FX My Life XV: End Game

Blake
6 min readJun 6, 2021

OK, I’m sufficiently bored with this to want to move on. I’m going to push this up to Github at https://github.com/dsbw/fxgames.git.

For future adventures, I’ll do the following: I’ll start a new branch for the game we’re working on, and for each entry in the blog, I’ll commit the changes to git. This should make it super-easy (barely an inconvenience!) to follow along.

I’ll also be a little less drunk in prose and code styles, though not consciously. After all, who wants to be boring? But we learned a lot in this first muddle-through, and that will inform our next muddle-through, so it will seem less muddly.

OK, so before I push, let’s do a little clean-up. I was really just trying to get stuff to work initially, and…oh, what a mess I made!

So many Xs and Os

The first issue I had was putting things in NOT the root. (The files are red because they’re not added to the git repository yet.)

The FXMLs and the graphics should go into a separate directory, I think. Especially as we add new…things…we’re going to want avoid having everything pile up in one location.

I’m used to putting things up at the top, where the resources sub-directory is with the css and gfx sub-directories but ultimately, I dropped them into the main directory because I could not make anything else work.

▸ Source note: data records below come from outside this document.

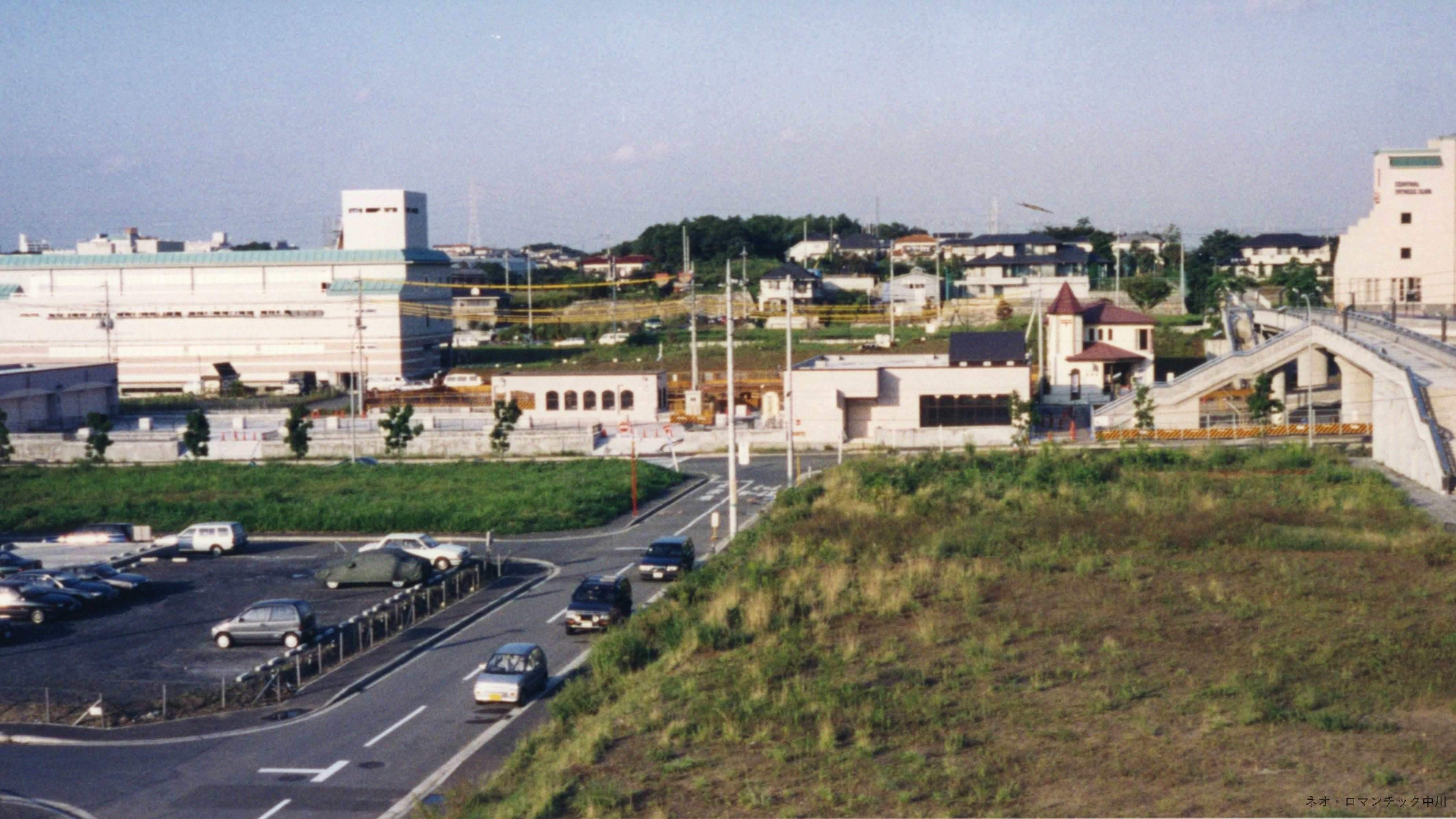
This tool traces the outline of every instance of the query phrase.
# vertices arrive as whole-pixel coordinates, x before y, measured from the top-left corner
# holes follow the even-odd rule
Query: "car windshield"
[[[591,583],[585,586],[578,586],[571,595],[571,599],[578,602],[612,602],[617,596],[616,591],[607,583]]]
[[[526,655],[491,655],[486,674],[520,674],[526,671]]]

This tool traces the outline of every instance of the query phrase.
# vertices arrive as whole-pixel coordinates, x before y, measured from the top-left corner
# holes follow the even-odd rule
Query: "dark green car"
[[[389,583],[396,589],[430,576],[430,563],[403,551],[381,548],[341,557],[313,576],[331,589],[345,583]]]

I’ve tried putting this sub-directory everywhere, and the running code can’t find it. In theory, you’d think that if everything’s in one directory and loading fine, you could just add a sub-directory and load from there, but, no, not exactly.

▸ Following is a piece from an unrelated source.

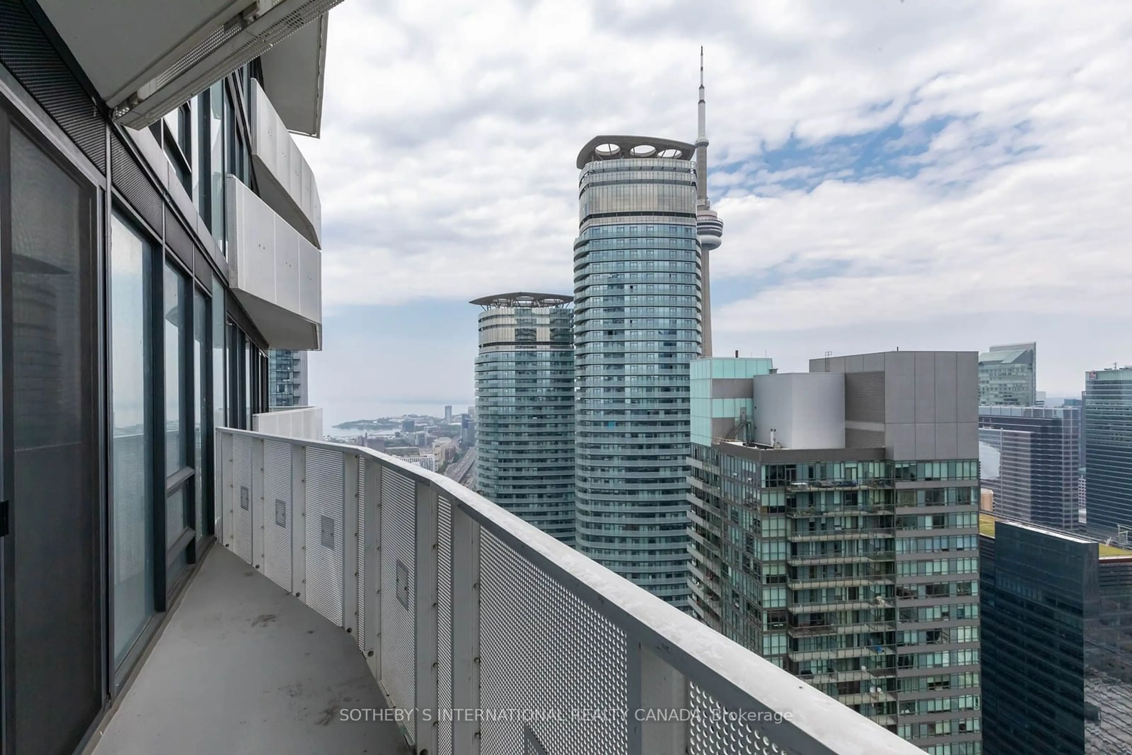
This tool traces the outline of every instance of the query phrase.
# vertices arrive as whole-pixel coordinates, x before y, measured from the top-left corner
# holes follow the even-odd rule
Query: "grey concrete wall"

This stuff is always a royal PITA. IntelliJ will nag you every time you move a file, about adding it to git. You can turn that off, of course, but then you have to remember to turn it back on later (if you want it).

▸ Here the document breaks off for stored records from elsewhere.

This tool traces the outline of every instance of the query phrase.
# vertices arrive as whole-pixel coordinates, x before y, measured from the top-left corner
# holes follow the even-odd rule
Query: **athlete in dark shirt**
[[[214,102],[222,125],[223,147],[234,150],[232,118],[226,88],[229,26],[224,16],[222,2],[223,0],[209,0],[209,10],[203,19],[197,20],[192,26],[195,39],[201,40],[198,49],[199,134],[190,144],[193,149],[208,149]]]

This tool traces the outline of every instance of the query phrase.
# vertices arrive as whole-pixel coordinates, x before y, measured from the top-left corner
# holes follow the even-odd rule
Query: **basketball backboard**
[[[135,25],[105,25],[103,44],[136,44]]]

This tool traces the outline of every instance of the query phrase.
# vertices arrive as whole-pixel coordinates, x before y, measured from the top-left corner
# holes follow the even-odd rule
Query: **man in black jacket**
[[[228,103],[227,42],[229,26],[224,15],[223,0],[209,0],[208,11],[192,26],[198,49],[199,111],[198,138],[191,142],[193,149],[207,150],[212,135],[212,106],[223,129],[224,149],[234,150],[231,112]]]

Another tricky thing — and the thing that tripped me up is that you have to rebuild the project or you’ll end up with code that doesn’t recognize that you’ve moved the resource files.

I realized, when I dragged some files to a different directory, IntelliJ helpfully re-addressed them in the code. This gave me an idea of the final structure of the output. It worked for me to add the files under the src directory:

You’ll notice I still have the Xs and Os in the fxgames directory with the code. I want to get rid of the ones I’m not using, so I didn’t want to just dump them ALL in the resources directory.

Searching the code for “X.” reveals that we’re using “X.gif” and “O.gif” as well as “xo.gif”, so let’s get rid of the Xs and Os that aren’t that. Ooh, and we left a tttgrid.fxml in the fxgames sub-dir, so let’s get rid of that.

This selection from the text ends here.